Being a college student with almost no money, I couldn't afford to have new seats installed. I just lapped the valves like crazy, and it seemed to work fine. Of course I put less than 200 miles on my T a year. Eventually, I will have hardened valve seats installed.

I'm even going to install bronze valve guides!


Top of pagePrevious messageNext messageBottom of page Link to this message  By Craig Anderson, central Wisconsin on Wednesday, August 29, 2012 - 05:38 pm:

Cameron, if you drive it that little, and even when you get to driving it a LOT, your valve job will last a LOOOOOOOOONG time....... :-)


Top of pagePrevious messageNext messageBottom of page Link to this message  By Dave Huson, Berthoud, Co. on Wednesday, August 29, 2012 - 06:05 pm:

James Baker:

Don't let anyone talk you into installing NEW springs unless you check them on a spring checker.
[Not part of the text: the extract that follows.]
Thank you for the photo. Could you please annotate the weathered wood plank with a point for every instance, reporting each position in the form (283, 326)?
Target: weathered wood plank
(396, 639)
I have found some very weak NEW springs. I always put used springs in a spring checker and can always find at least 8 springs that check at 24 lbs or better. In fact I like to use 28 lbs.
If your seats are good enough you can lap them in with valve grinding compound. The best T mechanics that I know use what I believe is called a TRUE GRINDING SET to face your seats. I am not sure that is what they are called, I am out of town and can not check mine to see what its called, maybe some one else can tell you. There should be someone in your club that will either face your valves for you or let you barrow a set. The set works very fast and will not take you very long to clean the seat.

Cameron Whitaker:

You have to ream the valve guides out when you install the Chevie 350 exhaust valves or the Ford V8 Valves (I forgot the number) so why in the world would you want to install bronze valve guides ?


Top of pagePrevious messageNext messageBottom of page Link to this message  By Cameron Whitaker on Wednesday, August 29, 2012 - 06:42 pm:

Dave,

I'm just going over the top!

Plus, I'm going to stick with the stock style T valves.


Top of pagePrevious messageNext messageBottom of page Link to this message  By Craig Anderson, central Wisconsin on Wednesday, August 29, 2012 - 06:51 pm:

Cameron, there's a reason billions of cast iron valve guides have been made....... :-)


Top of pagePrevious messageNext messageBottom of page Link to this message  By Matthew David Maiers on Wednesday, August 29, 2012 - 10:41 pm:

actually bronze valve guides wear out faster that cast iron ones :-) cast iron has so much graphite that it makes a good wearing surface.

just as people have said, if your seats arent receded to much have the seats ground, and the valves ground, then do a finish lap.